Reclining on the sofa, I pressed my bare feet into Shoto's side searching for some warmth. It was always cold in Canada this time of year and I hated it. The Alpha had no problems with the cold, his body was some kind of space heater or something. Me, on the other hand, I was freezing unless I had covered myself from head to toe in layers of clothes or blankets. 

"You should eat more, you're too thin. No wonder you're cold all the time," Shoto teased and I shoved my feet harder into his side in retaliation. He hissed and grabbed my ankles before yanking me towards him by my feet.

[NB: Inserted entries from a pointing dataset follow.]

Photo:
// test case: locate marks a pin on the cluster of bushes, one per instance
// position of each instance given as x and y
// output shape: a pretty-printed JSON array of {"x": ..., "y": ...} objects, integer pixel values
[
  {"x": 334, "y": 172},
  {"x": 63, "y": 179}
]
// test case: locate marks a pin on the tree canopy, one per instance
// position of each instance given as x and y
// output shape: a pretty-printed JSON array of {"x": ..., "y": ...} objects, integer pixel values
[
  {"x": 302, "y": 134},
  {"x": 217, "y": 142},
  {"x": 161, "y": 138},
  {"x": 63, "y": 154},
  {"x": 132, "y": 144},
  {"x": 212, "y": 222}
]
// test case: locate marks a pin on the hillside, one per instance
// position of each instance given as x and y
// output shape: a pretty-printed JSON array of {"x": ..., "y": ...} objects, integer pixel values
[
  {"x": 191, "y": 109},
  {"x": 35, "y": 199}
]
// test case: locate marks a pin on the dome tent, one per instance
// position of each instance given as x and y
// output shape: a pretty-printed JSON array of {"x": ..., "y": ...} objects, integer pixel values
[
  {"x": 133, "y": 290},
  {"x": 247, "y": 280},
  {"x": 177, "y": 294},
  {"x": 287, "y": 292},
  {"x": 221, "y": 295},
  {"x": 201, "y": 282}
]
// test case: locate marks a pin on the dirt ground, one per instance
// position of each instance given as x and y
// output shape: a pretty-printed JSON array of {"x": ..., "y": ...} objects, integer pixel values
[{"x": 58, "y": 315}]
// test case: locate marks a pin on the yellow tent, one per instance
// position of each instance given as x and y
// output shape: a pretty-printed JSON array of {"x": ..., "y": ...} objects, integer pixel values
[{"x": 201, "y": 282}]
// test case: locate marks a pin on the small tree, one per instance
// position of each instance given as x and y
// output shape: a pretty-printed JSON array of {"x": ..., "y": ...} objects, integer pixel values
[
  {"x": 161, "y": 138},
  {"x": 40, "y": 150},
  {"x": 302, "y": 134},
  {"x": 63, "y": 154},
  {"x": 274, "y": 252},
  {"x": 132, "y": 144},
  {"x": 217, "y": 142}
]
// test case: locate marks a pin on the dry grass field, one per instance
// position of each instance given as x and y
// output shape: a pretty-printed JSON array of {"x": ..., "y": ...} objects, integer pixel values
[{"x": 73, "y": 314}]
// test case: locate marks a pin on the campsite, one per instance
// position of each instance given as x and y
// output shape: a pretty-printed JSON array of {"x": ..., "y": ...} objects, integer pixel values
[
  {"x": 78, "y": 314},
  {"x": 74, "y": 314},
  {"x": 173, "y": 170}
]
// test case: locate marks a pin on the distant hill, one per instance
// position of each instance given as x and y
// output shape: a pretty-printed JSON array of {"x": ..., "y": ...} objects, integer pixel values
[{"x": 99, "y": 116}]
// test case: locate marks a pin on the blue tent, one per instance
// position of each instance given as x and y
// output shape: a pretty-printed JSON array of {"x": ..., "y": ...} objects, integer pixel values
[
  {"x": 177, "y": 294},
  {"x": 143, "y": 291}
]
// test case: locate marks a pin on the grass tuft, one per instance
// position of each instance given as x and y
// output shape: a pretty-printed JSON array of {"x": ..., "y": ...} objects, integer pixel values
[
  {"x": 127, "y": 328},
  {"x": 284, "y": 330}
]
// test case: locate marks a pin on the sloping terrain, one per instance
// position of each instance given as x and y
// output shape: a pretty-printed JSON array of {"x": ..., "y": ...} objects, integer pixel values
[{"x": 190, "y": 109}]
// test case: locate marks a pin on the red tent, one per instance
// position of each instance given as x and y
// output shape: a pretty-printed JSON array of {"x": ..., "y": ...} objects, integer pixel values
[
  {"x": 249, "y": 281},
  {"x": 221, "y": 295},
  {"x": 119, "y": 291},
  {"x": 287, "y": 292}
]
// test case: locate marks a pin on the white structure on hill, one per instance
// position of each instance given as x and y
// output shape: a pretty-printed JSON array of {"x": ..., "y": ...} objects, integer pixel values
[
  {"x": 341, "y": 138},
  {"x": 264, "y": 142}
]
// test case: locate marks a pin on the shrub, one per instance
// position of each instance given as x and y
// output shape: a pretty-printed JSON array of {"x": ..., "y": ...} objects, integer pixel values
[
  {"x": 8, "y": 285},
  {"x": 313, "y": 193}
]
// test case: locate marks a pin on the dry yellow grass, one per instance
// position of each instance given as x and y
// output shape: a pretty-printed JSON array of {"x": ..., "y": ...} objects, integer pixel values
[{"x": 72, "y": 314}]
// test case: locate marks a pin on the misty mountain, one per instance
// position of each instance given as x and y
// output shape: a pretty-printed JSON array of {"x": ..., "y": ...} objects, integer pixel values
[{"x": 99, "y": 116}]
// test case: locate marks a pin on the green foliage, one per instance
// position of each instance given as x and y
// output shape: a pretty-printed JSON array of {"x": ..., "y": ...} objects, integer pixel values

I gasped and flailed my arms in shock at the fast movement but sighed in relief when the Alpha took my feet in his hands and rubbed them.

"Remind me to just shove my cold feet on you the next time I want a foot rub," I slurred as my head lulled back into the pillows on the sofa while Shoto chuckled and dug his thumbs into my heels.

"Don't get used to it," He scoffed and I felt my lips twitch. I had been living here with Shoto for a month now and things were settling nicely. For once, I found myself smiling and laughing. I slept at least a full 8 hours each night and even got a lot of work done. 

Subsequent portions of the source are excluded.